During work on JDK-8223531 Tom R. said:

In jdk8 the int_at call is guarded by this:

      if (locals->at(_index)->type() == T_CONFLICT) {
        memset(&_value, 0, sizeof(_value));
        _value.l = NULL;
        return;
      }

This was rearranged in more recent JDKs by JDK-8080406. It looks like after that change it should be returning JVMTI_ERROR_INVALID_SLOT for the T_CONFLICT case which is good. I think the problem is that VM_GetOrSetLocal::check_slot_type_lvt doesn't include a check of the actual local type like check_slot_type_no_lvt does. It sure seems like check_slot_type_no_lvt should always be run, even if you have an lvt.
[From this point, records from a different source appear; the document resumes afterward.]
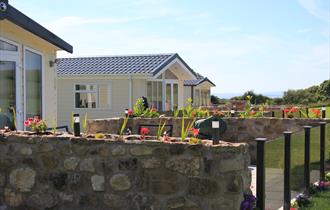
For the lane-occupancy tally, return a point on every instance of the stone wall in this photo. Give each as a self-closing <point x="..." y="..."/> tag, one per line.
<point x="238" y="129"/>
<point x="44" y="172"/>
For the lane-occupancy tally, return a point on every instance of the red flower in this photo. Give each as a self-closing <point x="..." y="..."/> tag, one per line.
<point x="293" y="109"/>
<point x="27" y="123"/>
<point x="144" y="131"/>
<point x="317" y="112"/>
<point x="130" y="112"/>
<point x="251" y="113"/>
<point x="195" y="131"/>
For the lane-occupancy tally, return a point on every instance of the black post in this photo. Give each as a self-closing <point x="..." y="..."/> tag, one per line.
<point x="324" y="110"/>
<point x="215" y="130"/>
<point x="307" y="157"/>
<point x="261" y="173"/>
<point x="287" y="166"/>
<point x="76" y="125"/>
<point x="322" y="150"/>
<point x="232" y="113"/>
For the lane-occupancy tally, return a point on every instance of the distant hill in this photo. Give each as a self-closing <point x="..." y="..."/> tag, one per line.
<point x="272" y="94"/>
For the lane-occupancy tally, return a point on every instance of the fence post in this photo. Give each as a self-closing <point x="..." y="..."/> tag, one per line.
<point x="307" y="158"/>
<point x="324" y="111"/>
<point x="261" y="173"/>
<point x="287" y="166"/>
<point x="322" y="150"/>
<point x="216" y="130"/>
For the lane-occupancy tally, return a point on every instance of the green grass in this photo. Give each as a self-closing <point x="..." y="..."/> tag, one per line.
<point x="274" y="154"/>
<point x="319" y="201"/>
Maybe something like this:

diff -r 1dbe0c210134 src/hotspot/share/prims/jvmtiImpl.cpp
--- a/src/hotspot/share/prims/jvmtiImpl.cpp
+++ b/src/hotspot/share/prims/jvmtiImpl.cpp
@@ -748,10 +748,11 @@
     }
   }
 
+ if (!check_slot_type_no_lvt(_jvf)) {
+ return false;
+ }
   if (method_oop->has_localvariable_table()) {
     return check_slot_type_lvt(_jvf);
- } else {
- return check_slot_type_no_lvt(_jvf);
   }
   return true;
 }

I presume the test case would have failed in that case even in product mode because of the error return. But we'd need [~sspitsyn] to comment on the intent of those two methods.